Source code for shennong.features.processor.energy

"""Extraction of energy from audio signals

    :class:`~shennong.audio.Audio` --> EnergyProcessor
    --> :class:`~shennong.features.features.Features`

Computes the energy on window frames extracted from an audio
signal. This algorithm is identical to the first coefficient of
:class:`~shennong.features.processor.mfcc.MfccProcessor` or
:class:`~shennong.features.processor.plp.PlpProcessor`.

Examples
--------

>>> from shennong.audio import Audio
>>> from shennong.features.processor.energy import EnergyProcessor
>>> audio = Audio.load('./test/data/test.wav')

Computes energy on the audio signal:

>>> proc = EnergyProcessor(sample_rate=audio.sample_rate)
>>> energy1 = proc.process(audio)
>>> energy1.shape
(140, 1)

By default the energy is log-compressed, you can desactivate
compression available options for compression are 'log', 'sqrt' and
'off':

>>> proc.compression = 'off'
>>> energy2 = proc.process(audio)
>>> np.allclose(np.log(energy2.data), energy1.data, rtol=1)
True

The two energies above are not strictly identical because of
dithering.

You can also fix the framing and windowing parameters:

>>> proc.frame_shift = 0.02
>>> proc.frame_length = 0.05
>>> proc.window_type = 'hanning'
>>> energy3 = proc.process(audio)
>>> energy3.shape
(69, 1)

"""

import numpy as np
import kaldi.feat.window
import kaldi.matrix

from shennong.features import Features
from shennong.features.processor.base import FramesProcessor


[docs]class EnergyProcessor(FramesProcessor):
    def __init__(self, sample_rate=16000, frame_shift=0.01,
                 frame_length=0.025, dither=1.0, preemph_coeff=0.97,
                 remove_dc_offset=True, window_type='povey',
                 round_to_power_of_two=True, blackman_coeff=0.42,
                 snip_edges=True, raw_energy=True, compression='log'):
        # init of FramesProcessor parent
        super().__init__(
            sample_rate=sample_rate,
            frame_shift=frame_shift,
            frame_length=frame_length,
            dither=dither,
            preemph_coeff=preemph_coeff,
            remove_dc_offset=remove_dc_offset,
            window_type=window_type,
            round_to_power_of_two=round_to_power_of_two,
            blackman_coeff=blackman_coeff,
            snip_edges=snip_edges)

        self._compression_fun = {
            'off': lambda x: x,
            'log': np.log,
            'sqrt': np.sqrt}
        self.compression = compression
        self.raw_energy = raw_energy

    @property
    def name(self):
        return 'energy'

    @property
    def ndims(self):
        return 1

    @property
    def compression(self):
        """Type of energy compression

        Must be 'off' (disable compression), 'log' (natural logarithm)
        or 'sqrt' (squared root).

        """
        return self._compression

    @compression.setter
    def compression(self, value):
        if value not in self._compression_fun.keys():
            raise ValueError(
                'compression must be in {}, it is {}'.format(
                    ', '.join(self._compression_fun.keys()), value))

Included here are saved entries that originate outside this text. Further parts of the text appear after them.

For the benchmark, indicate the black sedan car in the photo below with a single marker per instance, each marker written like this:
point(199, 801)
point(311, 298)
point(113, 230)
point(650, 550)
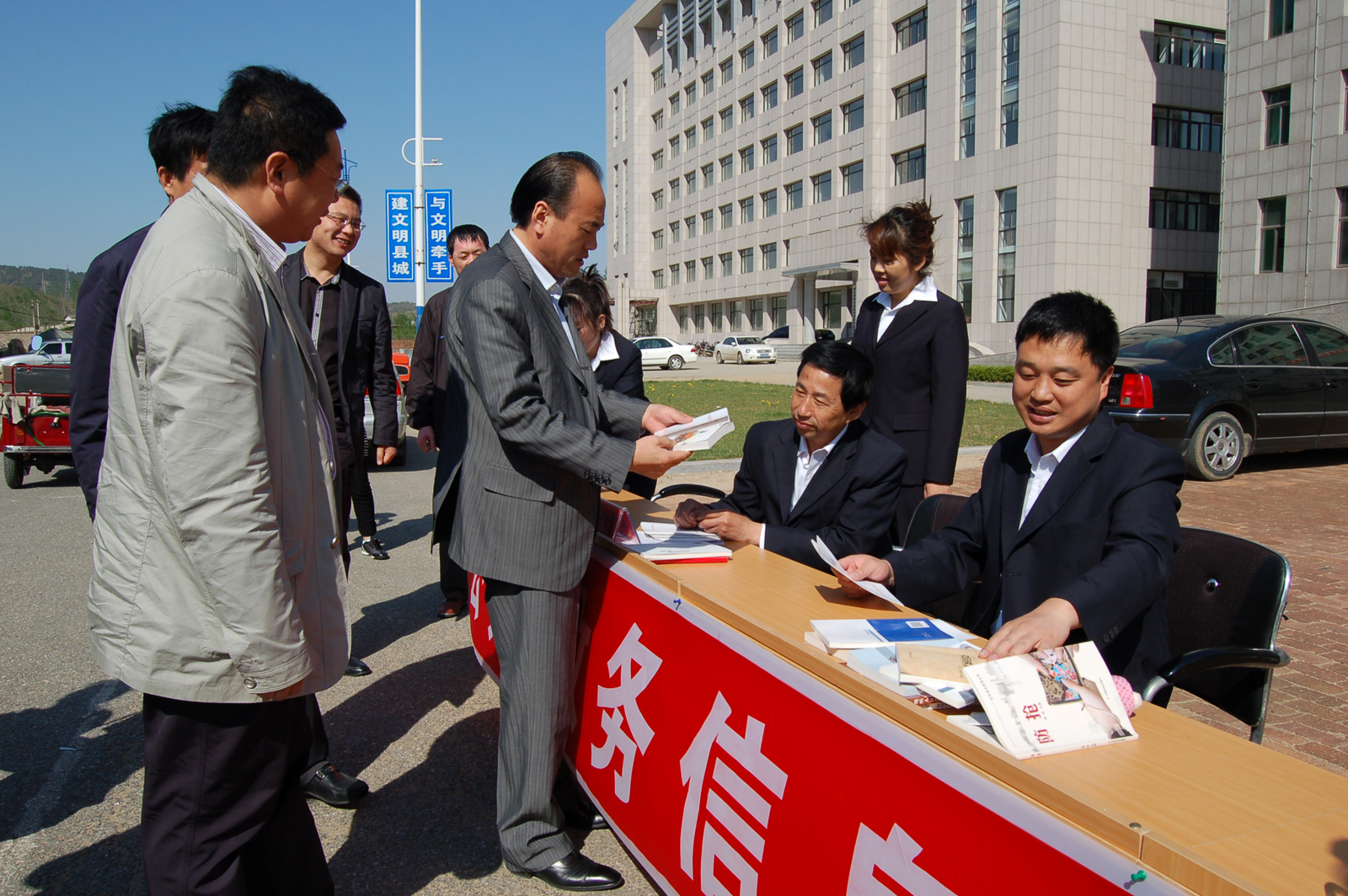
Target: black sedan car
point(1222, 388)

        self._compression = value

    @property
    def raw_energy(self):
        """If true, compute energy before preemphasis and windowing"""
        return self._raw_energy

    @raw_energy.setter
    def raw_energy(self, value):
        self._raw_energy = value

[docs]    def process(self, signal):
        """Computes energy on the input `signal`

        Parameters
        ----------
        signal : :class:`~signal.audio.audioData`

        Returns
        -------
        energy : :class:`~shennong.features.features.Features`
            The computed - and compressed - energy

        Raises
        ------
        ValueError
            If the input `signal` has more than one channel (i.e. is
            not mono). If `sample_rate` != `signal.sample_rate`.

        """
        # ensure the signal is correct
        if signal.nchannels != 1:
            raise ValueError(
                'signal must have one dimension, but it has {}'
                .format(signal.nchannels))

        if self.sample_rate != signal.sample_rate:
            raise ValueError(
                'processor and signal mismatch in sample rates: '
                '{} != {}'.format(self.sample_rate, signal.sample_rate))

        if self.raw_energy:
            old_conf = self.get_params()
            self.preemph_coeff = 0
            self.window_type = 'rectangular'

        # number of frames in the framed signal
        nframes = kaldi.feat.window.num_frames(
            signal.nsamples, self._frame_options, flush=True)

        # a kaldi view of the numpy signal
        signal = kaldi.matrix.SubVector(signal.data)

        # windowing function to compute frames
        window = kaldi.feat.window.FeatureWindowFunction.from_options(
            self._frame_options)

        # compression function to compress energy
        compression = self._compression_fun[self._compression]

        # pre-allocate the resulting energy
        energy = np.zeros((nframes, 1))

        # pre-allocate a buffer for the frames, extract the frames and
        # compute the energy on them
        out_frame = kaldi.matrix.Vector(self._frame_options.window_size())
        for frame in range(nframes):
            kaldi.feat.window.extract_window(
                0, signal, frame, self._frame_options, window, out_frame)

            # square the signal, force float64 to avoid overflow
            square = np.square(out_frame.numpy(), dtype=np.float64)

            # avoid doing log on 0 (should be avoided already by
            # dithering, but who knows...)
            energy[frame] = compression(
                max(square.sum(), np.finfo(np.float64).tiny))

        if self.raw_energy:
            self.set_params(**old_conf)

        return Features(energy, self.times(nframes), self.get_properties())